Apologies in advance if this seems a bit preachy. My intent is to encourage a constructive conversation about what can be done to help right the situation in a positive and realistic way...
|
|
|
Post by mannmade on Sept 6, 2016 20:51:12 GMT -5
Fyi...my doctor friend will prescribe afrezza off label. Also says mnkd cares is working great. Just writes prescription and hands off to mnkd cares. They do the rest...Samples, insurance, questions, and following up. saxcmann, really good to hear your story. As it backs up Spiro's account which is important to know as it confirms the consistency of their service and that Spiro was not a one off or that their service is uneven for patients. Al said it best... For me there are four issues that kept retention low as follows: 1. Spirometry 2. Ins 3. Poor understanding of titration and use 4. Doctor education and understanding of real world benefits It appears that 1 & 2 have now been dealt with in a meaningful way. If we can now just get a handle on 3 & 4, (which I am confident Mnkd is doing but I just don't have clear evidence to that effect yet) then Mnkd would really be on their way to success... They seem to have a plan and seem to be executing it.
|
|
|
Post by mannmade on Sept 6, 2016 15:45:14 GMT -5
this is off topic; but. Wouldn't it be great if what we know could be condensed into a reader's digest presentation addressed to Endo's?
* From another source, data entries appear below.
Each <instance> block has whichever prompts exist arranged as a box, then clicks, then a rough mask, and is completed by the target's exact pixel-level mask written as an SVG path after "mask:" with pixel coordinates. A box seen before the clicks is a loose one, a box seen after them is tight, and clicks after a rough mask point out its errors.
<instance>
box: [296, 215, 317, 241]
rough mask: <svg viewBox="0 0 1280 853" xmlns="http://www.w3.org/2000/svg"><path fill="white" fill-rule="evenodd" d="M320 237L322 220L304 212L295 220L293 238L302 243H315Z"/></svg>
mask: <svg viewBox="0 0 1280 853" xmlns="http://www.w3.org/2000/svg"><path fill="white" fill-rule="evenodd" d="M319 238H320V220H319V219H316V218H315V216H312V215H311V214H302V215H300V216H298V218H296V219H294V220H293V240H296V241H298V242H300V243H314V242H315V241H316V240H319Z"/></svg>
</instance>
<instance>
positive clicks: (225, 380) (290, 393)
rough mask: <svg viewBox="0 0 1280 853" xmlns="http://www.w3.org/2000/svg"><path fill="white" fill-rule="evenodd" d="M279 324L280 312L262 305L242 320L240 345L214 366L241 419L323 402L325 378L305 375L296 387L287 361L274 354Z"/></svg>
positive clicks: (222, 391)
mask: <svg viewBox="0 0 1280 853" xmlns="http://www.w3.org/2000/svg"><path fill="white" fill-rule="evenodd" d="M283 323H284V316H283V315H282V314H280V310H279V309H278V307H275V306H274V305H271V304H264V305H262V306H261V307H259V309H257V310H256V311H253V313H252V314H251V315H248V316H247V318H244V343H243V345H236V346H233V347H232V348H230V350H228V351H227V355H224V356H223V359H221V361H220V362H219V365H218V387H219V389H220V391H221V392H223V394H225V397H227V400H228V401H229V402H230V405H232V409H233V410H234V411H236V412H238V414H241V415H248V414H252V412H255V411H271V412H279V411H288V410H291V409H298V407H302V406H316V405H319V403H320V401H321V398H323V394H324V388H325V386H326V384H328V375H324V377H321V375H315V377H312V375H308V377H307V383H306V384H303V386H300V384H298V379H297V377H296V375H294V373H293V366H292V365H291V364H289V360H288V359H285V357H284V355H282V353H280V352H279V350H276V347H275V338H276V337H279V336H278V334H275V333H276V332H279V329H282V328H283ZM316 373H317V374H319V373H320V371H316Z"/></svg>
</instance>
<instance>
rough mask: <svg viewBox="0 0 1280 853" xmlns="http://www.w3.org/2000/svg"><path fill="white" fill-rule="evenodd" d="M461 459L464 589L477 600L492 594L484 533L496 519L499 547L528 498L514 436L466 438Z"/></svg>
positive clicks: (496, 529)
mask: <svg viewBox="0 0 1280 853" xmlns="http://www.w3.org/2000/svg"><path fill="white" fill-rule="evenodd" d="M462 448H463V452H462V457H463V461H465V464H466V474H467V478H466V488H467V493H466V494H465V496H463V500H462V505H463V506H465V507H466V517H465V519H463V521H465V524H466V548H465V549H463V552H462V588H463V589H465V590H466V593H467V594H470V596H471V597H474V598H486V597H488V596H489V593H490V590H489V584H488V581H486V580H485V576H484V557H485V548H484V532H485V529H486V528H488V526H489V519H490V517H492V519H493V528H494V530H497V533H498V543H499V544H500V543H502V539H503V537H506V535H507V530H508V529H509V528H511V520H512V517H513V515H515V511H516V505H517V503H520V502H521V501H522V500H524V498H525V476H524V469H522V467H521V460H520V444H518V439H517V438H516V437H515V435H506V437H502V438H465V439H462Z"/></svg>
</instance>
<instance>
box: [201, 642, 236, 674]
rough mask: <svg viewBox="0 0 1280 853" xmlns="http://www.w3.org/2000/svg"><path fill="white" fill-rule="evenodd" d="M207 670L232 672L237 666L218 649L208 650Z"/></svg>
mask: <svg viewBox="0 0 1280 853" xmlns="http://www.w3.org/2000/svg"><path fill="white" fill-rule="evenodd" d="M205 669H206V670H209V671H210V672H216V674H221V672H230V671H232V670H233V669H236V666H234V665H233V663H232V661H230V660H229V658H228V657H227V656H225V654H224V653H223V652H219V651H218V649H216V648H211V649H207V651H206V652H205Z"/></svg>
The reps have got a presentation. I think it would be great if the patients had presentation information too. Most of us aren't scientists. It would be welcomed when a patient wants to make their case based in the language with answers which might address the physician's reluctance. Just a thought. If there were a doc like that I'd print it out and bring it with me to support the argument: why afrezza. For me it would start off with Metformin. ... sorry for the slight deviation of the topic. Might be good to include in a section on AFREZZAjustbreathe as a quick reference tool. Sort of an AFREZZA for dummies...
|
|
|
Post by mannmade on Sept 6, 2016 15:44:01 GMT -5
I will ask her for the names I know one is in NYC as she is in Princeton.
|
|
|
Post by mannmade on Sept 6, 2016 15:37:38 GMT -5
You may have a point, but we would need a forensic audit to know... As it could be what we call in the entertainment business " fuzzy math"... Many law suits by producers and talent who made deals for back end participation and did not receive it on major revenue films have been won in the entertainment business because of the "fuzzy math" based on marketing expenses and allocations that allowed no profits to be shown.
|
|
|
Post by mannmade on Sept 6, 2016 14:47:57 GMT -5
In answer to your question, from my personal experience, as I have had this occur while spending the last six months trying to help the mother of a 15 yr old athlete get a script for AFREZZA, most doctors actually don't even want new patients as they have very little time as it is if they are in an established practice. In addition they don't want to prescribe a script for a med they may or may not be familiar with to a patient that is someone who will be a one-off for whom they have no patient history. From a doctor's pov all they get out of it is the potential liability should something go wrong. Btw, just this last week she found two docs willing to prescribe a script for her son off the doctor finder.